An interesting read.  55 knots from the NNE at 850 from the Coffs Harbour sounding - not bad lol

Plug a bit more boundary layer moisture into that 9am plot and you'd end up with a rather high CAPE figure.

David Croan replied in an email:

Quote
Definitely Michael, I'd say richer moisture would, given those 22 degree dewpoints at noon near Taree, would have advected down so the 16 dewpoint at noon is off.  From the model there is not a great deal of 500mb cooling between 0 and 6z, not sure how accurate that is,  but the very strong CAP was breached so something changed through the day in addition to just heating.  Very dynamic system, those winds 3pm at Coffs ...wow  --0-3 SREH would have been high end, and presume 0-1 km too if we had that information.

It seems Australia is a tipping point with these sorts of systems. We have had nothing really like this in the last 13 years, in fact it is getting horribly boring here as far as chasing. Was the fact that this Brisbane and then Sandon tornadoes occurred soon after just a coincidence, or does it reflect subtle shift in longer term patterns. Always hopeful it will tip back in favour of more intense upper systems with this sort of surface cyclogenesis, in the warm season of course.  We must be overdue surely!

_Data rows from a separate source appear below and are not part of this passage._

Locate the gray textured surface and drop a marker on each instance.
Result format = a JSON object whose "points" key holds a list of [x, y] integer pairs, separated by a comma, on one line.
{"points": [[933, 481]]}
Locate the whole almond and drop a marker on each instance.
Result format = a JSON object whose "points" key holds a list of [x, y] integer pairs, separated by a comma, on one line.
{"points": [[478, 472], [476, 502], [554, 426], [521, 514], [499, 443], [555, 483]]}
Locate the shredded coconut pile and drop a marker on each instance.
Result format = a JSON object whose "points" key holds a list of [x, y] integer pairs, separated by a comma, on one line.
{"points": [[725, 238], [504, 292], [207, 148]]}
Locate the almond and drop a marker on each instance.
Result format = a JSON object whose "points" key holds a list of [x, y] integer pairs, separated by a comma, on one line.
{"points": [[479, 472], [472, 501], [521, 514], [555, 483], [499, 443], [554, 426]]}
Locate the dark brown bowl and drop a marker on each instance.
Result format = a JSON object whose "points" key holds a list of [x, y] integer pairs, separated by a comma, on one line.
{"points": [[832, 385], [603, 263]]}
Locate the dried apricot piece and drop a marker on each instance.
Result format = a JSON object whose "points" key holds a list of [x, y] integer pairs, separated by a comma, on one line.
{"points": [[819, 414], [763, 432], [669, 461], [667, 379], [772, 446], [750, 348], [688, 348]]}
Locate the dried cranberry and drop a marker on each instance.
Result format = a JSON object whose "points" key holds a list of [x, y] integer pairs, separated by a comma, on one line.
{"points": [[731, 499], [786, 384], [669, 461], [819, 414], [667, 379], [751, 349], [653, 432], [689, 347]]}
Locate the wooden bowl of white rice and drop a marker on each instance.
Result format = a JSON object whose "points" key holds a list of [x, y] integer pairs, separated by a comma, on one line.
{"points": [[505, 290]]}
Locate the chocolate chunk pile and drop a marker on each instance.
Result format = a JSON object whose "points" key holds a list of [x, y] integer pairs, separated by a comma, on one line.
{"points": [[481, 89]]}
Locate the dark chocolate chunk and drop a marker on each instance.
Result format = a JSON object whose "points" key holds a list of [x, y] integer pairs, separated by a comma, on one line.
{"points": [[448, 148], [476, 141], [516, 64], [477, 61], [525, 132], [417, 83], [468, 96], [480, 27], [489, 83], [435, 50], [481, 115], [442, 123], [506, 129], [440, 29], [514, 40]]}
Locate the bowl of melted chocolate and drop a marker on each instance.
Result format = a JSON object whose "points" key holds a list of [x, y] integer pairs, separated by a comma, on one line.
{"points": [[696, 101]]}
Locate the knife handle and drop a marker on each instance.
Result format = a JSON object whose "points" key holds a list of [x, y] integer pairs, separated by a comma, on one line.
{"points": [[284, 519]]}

then Jimmy Deguara responded:

Quote
Yes to me the 850 winds and moisture are the key ingredients to low bases and inflow dominant structure. The upper level cooling would have been in place further west at the least. Nevertheless, so long as you have uplift and some lifting mechanism and great shear we are business.

and Michael Thomas

Quote
From what I see, there appears to be some pretty big differences between the wind profiles given in the report versus the reanalysis. In the reanalysis, the 850 mbar winds are in the 20 to 30 knot range over the Northern rivers/mid-North Coast whereas in the report the 850 mbar winds much stronger at Coffs Harbour (55 or 60 knots at 3 pm?). I also suspect that the LI's were considerably lower than shown in the reanalysis given that dew points were in 20 to 22 C range with 500 mbar temps around -12 to -14C. How would you rate this outbreak to a classic US setup (with the limited information available)?